Big Data, Privacy, Research, and De-Identification

December 2015

We are living in a new and challenging era of “big data,” where an increasing volume of information is being gathered about a growing range of activities and in numerous settings where data has never been captured before. Much of this data can be “personal,” or at least can be linked to other data about a person, and that’s what creates the privacy challenge and information opportunity.

We will see in 2016 a continuing and evolving debate about the principles related to this Big Data. We likely will see a revised European Data Protection Directive, which will address “anonymous” data and develop legal requirements for data that is not obviously about a person, but which the European Union regulators believe may be linked to individuals in potentially troubling ways (from their perspective).

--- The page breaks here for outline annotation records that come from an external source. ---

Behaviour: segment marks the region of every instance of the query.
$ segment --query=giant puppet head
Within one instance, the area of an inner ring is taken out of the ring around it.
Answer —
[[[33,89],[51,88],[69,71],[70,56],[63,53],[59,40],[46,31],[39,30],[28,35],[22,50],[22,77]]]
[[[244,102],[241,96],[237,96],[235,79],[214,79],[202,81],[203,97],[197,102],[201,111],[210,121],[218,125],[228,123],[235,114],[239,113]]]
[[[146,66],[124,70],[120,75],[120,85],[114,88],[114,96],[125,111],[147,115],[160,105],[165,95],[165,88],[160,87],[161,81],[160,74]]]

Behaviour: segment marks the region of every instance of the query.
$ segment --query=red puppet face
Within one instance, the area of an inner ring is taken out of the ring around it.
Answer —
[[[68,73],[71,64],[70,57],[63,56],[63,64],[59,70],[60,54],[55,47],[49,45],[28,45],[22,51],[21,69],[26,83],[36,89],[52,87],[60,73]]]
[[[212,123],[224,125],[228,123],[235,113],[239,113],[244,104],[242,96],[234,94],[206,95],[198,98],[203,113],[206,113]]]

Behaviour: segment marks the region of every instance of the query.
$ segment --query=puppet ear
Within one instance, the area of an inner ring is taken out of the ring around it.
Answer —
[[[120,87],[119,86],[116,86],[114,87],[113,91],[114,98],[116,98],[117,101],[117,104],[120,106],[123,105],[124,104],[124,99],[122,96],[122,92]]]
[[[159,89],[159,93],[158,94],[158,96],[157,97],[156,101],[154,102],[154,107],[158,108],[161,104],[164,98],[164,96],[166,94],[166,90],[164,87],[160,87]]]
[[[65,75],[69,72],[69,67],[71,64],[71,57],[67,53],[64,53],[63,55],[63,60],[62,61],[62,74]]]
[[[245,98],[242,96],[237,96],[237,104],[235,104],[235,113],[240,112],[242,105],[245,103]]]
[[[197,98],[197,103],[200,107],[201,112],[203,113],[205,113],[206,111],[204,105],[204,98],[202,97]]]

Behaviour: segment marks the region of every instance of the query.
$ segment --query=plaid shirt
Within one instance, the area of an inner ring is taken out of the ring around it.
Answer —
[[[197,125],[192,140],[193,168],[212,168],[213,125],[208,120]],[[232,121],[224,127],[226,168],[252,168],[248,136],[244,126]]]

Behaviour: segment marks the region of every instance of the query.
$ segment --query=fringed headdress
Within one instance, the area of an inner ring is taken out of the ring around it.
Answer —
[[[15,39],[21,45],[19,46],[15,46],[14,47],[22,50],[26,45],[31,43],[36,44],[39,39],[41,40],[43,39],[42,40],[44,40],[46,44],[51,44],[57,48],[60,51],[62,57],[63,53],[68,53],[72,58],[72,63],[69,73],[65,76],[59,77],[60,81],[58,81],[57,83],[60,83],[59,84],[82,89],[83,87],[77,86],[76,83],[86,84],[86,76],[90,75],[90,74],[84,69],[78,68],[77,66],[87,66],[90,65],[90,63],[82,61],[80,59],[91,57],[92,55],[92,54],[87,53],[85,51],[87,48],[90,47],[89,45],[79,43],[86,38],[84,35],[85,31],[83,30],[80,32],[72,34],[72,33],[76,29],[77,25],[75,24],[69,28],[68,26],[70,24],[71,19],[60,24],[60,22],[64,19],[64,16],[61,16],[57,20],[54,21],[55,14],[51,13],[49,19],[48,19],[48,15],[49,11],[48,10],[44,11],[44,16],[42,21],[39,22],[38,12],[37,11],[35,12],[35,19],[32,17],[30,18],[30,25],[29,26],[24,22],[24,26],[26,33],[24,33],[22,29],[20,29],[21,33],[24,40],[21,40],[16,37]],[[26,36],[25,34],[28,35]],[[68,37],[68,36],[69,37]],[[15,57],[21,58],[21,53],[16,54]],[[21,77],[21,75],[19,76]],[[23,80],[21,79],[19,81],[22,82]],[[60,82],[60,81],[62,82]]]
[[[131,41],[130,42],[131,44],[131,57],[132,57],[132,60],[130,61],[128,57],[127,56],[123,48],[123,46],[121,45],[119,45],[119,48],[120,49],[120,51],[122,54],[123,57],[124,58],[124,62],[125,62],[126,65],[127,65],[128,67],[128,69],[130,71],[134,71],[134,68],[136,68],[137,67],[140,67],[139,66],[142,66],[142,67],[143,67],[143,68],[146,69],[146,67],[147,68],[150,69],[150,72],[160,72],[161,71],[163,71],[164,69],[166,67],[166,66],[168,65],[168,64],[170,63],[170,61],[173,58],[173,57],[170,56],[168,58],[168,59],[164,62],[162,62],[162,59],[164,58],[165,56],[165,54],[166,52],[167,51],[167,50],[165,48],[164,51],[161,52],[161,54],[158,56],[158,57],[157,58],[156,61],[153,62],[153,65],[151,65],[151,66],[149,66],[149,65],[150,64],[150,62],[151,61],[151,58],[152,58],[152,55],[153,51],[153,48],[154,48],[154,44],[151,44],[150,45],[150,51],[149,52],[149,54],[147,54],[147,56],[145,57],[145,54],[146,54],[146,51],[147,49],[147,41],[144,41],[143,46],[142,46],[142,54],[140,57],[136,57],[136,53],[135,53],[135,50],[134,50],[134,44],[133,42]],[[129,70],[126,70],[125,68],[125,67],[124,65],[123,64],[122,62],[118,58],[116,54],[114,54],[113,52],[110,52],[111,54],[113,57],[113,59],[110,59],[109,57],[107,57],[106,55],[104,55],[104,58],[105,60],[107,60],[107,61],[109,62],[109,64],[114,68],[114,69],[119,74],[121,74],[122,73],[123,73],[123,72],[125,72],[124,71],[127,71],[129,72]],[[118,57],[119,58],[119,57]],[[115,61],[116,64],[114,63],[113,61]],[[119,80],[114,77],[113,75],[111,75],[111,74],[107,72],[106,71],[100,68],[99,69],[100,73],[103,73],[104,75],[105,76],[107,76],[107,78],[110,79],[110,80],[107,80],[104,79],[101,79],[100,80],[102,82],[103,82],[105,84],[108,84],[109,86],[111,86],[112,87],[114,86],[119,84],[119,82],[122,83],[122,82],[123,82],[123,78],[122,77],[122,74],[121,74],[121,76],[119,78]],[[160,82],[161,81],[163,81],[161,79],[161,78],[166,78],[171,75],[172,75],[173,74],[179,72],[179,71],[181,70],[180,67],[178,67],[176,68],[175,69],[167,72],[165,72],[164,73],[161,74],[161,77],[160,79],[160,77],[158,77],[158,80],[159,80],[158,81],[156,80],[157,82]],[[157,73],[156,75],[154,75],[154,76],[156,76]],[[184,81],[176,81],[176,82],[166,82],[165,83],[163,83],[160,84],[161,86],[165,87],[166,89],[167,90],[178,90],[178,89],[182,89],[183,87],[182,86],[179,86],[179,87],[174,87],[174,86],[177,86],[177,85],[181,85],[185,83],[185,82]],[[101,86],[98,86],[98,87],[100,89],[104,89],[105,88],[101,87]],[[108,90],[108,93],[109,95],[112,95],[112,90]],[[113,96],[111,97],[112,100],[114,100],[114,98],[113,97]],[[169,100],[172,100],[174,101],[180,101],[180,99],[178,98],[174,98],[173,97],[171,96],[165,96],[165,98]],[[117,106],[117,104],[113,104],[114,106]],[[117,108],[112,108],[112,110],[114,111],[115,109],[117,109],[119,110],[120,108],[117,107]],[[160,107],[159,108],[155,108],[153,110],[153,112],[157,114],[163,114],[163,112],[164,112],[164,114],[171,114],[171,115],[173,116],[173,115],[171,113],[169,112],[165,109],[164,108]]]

In the United States, where there is no “general” data privacy law, the challenge for companies (and regulators and policymakers) is how to build best practices for the use and disclosure of “big data” information, while maintaining consistency with applicable laws, an appropriate public position concerning data practices, and an eye toward the increasing likelihood of some new kind of law or regulation addressing some or all of the big data issues. There is a real need for companies to think about their strategy and business opportunities in this area, with a corresponding need to understand both the current regulatory environment and the likely changes in the near future.

At the same time, while these issues present ongoing and creative challenges, we also are seeing specific developments in specific areas that may impact this issue on a broader scale going forward. Two areas that will move forward in 2016 are of particular interest—the 21st Century Cures legislation that has passed the U.S. House of Representatives and is slowly moving forward in the Senate, and the proposed (and substantial) revisions to the Common Rule governing much of the “research” that is conducted in the United States. Both of these proposals present substantial challenges and can encourage or impede innovation and opportunity depending on how they are resolved. The core challenge—for these specific issues and for the big data debate generally—is to develop appropriate privacy protections while still permitting and encouraging appropriate and beneficial opportunities from this data.

21st Century Cures

The 21st Century Cures legislation is designed to improve “innovation” in the health care industry in the United States. The massive bill covers a broad range of changes to the drug development regulatory structure and the oversight activities of the Food and Drug Administration, along with a variety of important modifications to the health care regulatory structure designed in general to stimulate health care innovation. A small piece of the legislation addresses privacy issues under the Health Insurance Portability and Accountability Act (HIPAA) privacy regulations. These privacy revisions likely are not necessary for many of the bill’s larger provisions to succeed, and, as currently written, create potentially significant privacy issues without providing substantial additional benefits.

While some of the bill’s HIPAA-related provisions are useful without creating significant privacy concerns (expanding certain authorization provisions and permitting off-site access to data to develop research proposals in certain situations), there are two provisions that have not received significant attention and that can lead to material privacy risks.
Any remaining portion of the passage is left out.